Refusant la fatalité, il entame un combat solitaire. Positionnement du corps, orientation des épaules, prise d’informations permanente : tout est retravaillé. Pendant cinq mois, dans l’ombre des terrains d’entraînement, il reconstruit son jeu. Le handicap devient un défi. L’obstacle, un moteur.

Une trajectoire fulgurante jusqu’à la CAN

L’impossible se produit. Cinq mois après l’opération, Minoungou rejoue. En août 2024, il signe un contrat de quatre ans avec l’équipe première de Seattle. En 2025, sa saison prend des allures de conte moderne : Coupe du monde des clubs, Leagues Cup remportée face à l’Inter Miami de Lionel Messi, et surtout, l’appel de la sélection burkinabè.

Chez les Étalons, l’intégration est rapide.
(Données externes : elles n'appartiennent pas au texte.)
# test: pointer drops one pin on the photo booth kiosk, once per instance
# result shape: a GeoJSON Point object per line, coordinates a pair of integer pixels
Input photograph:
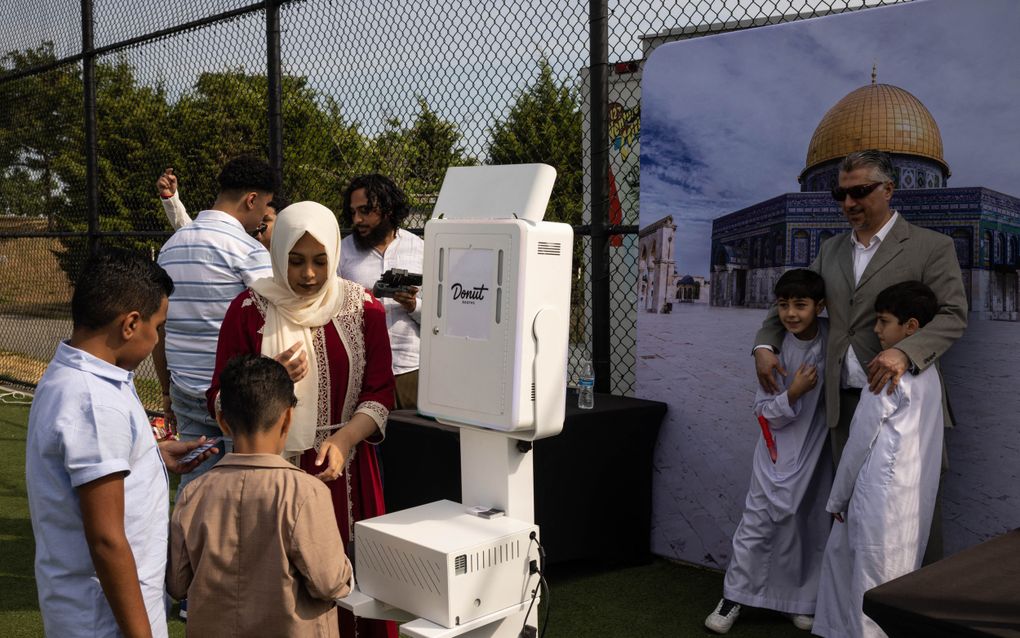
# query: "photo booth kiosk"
{"type": "Point", "coordinates": [496, 302]}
Soutenu par Bertrand Traoré, il s’impose par son énergie et sa percussion. En novembre, il frappe un grand coup avec un doublé en amical face au Bénin. La CAN devient alors une évidence.
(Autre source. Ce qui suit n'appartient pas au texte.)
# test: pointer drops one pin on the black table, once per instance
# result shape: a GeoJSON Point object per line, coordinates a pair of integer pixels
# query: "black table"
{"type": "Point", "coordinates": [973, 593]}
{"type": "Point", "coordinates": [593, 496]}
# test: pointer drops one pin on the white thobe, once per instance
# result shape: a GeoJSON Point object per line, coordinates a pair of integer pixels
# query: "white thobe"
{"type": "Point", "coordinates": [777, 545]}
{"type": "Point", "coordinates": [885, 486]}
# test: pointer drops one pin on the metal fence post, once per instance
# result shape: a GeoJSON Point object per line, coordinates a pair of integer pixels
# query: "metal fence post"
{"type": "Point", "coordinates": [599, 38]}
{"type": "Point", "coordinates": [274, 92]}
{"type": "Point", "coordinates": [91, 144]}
Minoungou, homme décisif des Étalons

Le 23 décembre, pour l’entrée en lice du Burkina Faso face à la Guinée équatoriale, il démarre sur le banc. Mais son entrée change tout. Dans le temps additionnel, sur l’un de ses premiers ballons, il égalise d’une frappe pleine d’audace. Le Burkina renverse le match et s’impose 2-1. Minoungou vient de lancer sa CAN.
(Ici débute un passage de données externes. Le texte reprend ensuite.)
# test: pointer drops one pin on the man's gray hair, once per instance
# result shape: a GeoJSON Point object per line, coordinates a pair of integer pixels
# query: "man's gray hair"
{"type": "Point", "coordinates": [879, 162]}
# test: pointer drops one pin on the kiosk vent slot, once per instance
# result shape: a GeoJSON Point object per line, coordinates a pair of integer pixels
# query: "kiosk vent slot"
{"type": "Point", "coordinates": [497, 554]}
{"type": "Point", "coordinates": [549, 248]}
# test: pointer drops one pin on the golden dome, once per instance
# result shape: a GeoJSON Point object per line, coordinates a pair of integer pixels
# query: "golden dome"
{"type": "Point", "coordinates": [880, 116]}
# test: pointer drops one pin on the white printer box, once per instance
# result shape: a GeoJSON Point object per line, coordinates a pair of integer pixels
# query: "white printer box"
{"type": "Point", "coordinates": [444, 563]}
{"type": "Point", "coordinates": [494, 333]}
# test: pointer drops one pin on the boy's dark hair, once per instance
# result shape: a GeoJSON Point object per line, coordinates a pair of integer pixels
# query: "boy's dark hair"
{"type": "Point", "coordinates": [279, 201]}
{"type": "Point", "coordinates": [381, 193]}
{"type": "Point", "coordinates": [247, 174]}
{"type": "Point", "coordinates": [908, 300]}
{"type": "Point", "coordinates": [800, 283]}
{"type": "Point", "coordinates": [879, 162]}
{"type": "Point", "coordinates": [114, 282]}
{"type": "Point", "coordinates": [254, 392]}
Depuis, il enchaîne les performances solides, multiplie les courses, provoque, déséquilibre les défenses et incarne cette équipe burkinabè conquérante. À chaque sprint, il rappelle que la volonté peut dépasser les limites du corps.

Un symbole au-delà du football

Ce mardi 6 janvier, les Étalons défient la Côte d’Ivoire, championne en titre, en huitième de finale. Outsiders sur le papier, mais portés par un joueur qui offre bien plus que des statistiques : un supplément d’âme.

« À travers la CAN, je veux montrer aux jeunes qu’il ne faut jamais renoncer », confie-t-il à l’Equipe.

Georgi Minoungou n’est plus seulement un ailier performant. Il est devenu un symbole. Celui d’un homme qui a transformé une perte en victoire, une condamnation en renaissance. À la CAN 2025, il ne joue pas seulement pour le Burkina Faso. Il joue pour tous ceux que l’on croyait finis.